Portugal Explores New Era of Science
A groundbreaking ceremony was recently held for Portugal’s first major medical research center for cancer and the neurosciences: the 300,000-square-foot Champalimaud Foundation Centre. The centre is the first building in a major redevelopment plan for Belem, along the Tagus River in Lisbon. Three buildings have been designed by a team that includes Bombay-based Charles Correa Associates as design architect, NY-based RMJM Hillier as laboratory and clinical design architect, and Consiste of Portugal as the architect-of-record. The main building houses the diagnostic, treatment and wellness centers, research labs, and administrative offices. One building hosts a rainforest garden that is accessible to patients and staff, an auditorium, restaurant, exhibition area, and conference center. The third building has an open-air amphitheater facing the river for public performances and community events. The three buildings are arranged to create a 125-meter-long pathway leading across the site toward open seas; the plaza is open to the public and suited for events. As a symbolic gesture in ushering in a new era of scientific exploration and discovery for Portugal, the Foundation arranged for a small robot to place the first stone in the building’s foundation, expected to be completed in October of 2010.

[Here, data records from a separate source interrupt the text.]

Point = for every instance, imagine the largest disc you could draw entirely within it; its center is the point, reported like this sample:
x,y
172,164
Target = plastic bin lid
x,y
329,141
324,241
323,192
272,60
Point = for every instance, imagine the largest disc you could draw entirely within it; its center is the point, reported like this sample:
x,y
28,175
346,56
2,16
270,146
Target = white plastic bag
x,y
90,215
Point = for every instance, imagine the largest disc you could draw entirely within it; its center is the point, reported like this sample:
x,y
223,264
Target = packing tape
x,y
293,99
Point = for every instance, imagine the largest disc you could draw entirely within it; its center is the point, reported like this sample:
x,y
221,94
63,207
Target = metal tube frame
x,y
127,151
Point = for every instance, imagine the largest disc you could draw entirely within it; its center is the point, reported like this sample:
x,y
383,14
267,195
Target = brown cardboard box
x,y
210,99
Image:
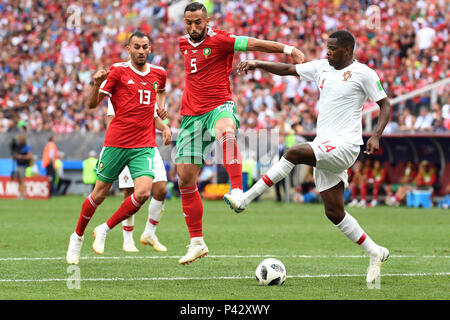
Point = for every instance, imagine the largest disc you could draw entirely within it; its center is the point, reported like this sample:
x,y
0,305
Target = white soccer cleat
x,y
195,251
74,249
100,237
376,261
153,241
129,247
236,201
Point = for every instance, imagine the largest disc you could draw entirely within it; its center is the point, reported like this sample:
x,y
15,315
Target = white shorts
x,y
333,158
125,180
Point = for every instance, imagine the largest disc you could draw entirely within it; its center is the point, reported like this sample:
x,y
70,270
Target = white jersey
x,y
342,95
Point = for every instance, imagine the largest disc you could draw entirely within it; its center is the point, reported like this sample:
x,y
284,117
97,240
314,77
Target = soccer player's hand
x,y
246,65
100,76
162,113
372,146
297,56
167,136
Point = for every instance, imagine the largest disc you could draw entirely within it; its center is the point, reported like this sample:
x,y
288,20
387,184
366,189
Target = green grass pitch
x,y
321,262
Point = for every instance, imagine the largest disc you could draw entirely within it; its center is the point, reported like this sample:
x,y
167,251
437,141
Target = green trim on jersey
x,y
241,43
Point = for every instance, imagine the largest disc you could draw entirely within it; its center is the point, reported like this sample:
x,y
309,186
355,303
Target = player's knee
x,y
160,193
142,195
335,215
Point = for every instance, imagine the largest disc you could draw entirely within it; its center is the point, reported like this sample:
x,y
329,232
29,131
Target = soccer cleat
x,y
100,237
74,249
153,241
236,202
195,251
129,247
376,261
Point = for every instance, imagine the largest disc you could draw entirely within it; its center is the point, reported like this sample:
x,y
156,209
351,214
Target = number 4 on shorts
x,y
327,147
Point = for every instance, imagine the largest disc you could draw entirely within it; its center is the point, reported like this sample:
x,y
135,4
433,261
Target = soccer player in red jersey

Korea Opens for Business with New Convention Center
Songdo ConvensiA Convention Center was officially handed over to the city of Incheon, by NY-based developer Gale International. The $155 million convention center, designed by Kohn Pedersen Fox Associates, is the first building completed in the Songdo International Business District, a 1,500-acre master planned financial district. The ConvensiA offers one of the world’s longest column-free spans for exhibition space (145 meters). A sculptured roof resembles overturned boat hulls, and the center contains two boat-shaped exhibition halls and two-and-a-half gabled entrance spaces. Eventually, the facility will more than triple in size to eight halls and 10 entrance spaces. The “expandable” building will grow to 1.3 million square feet when complete. Songdo IBD will officially open in August 2009, as the first new city in the world designed and planned as an international business district.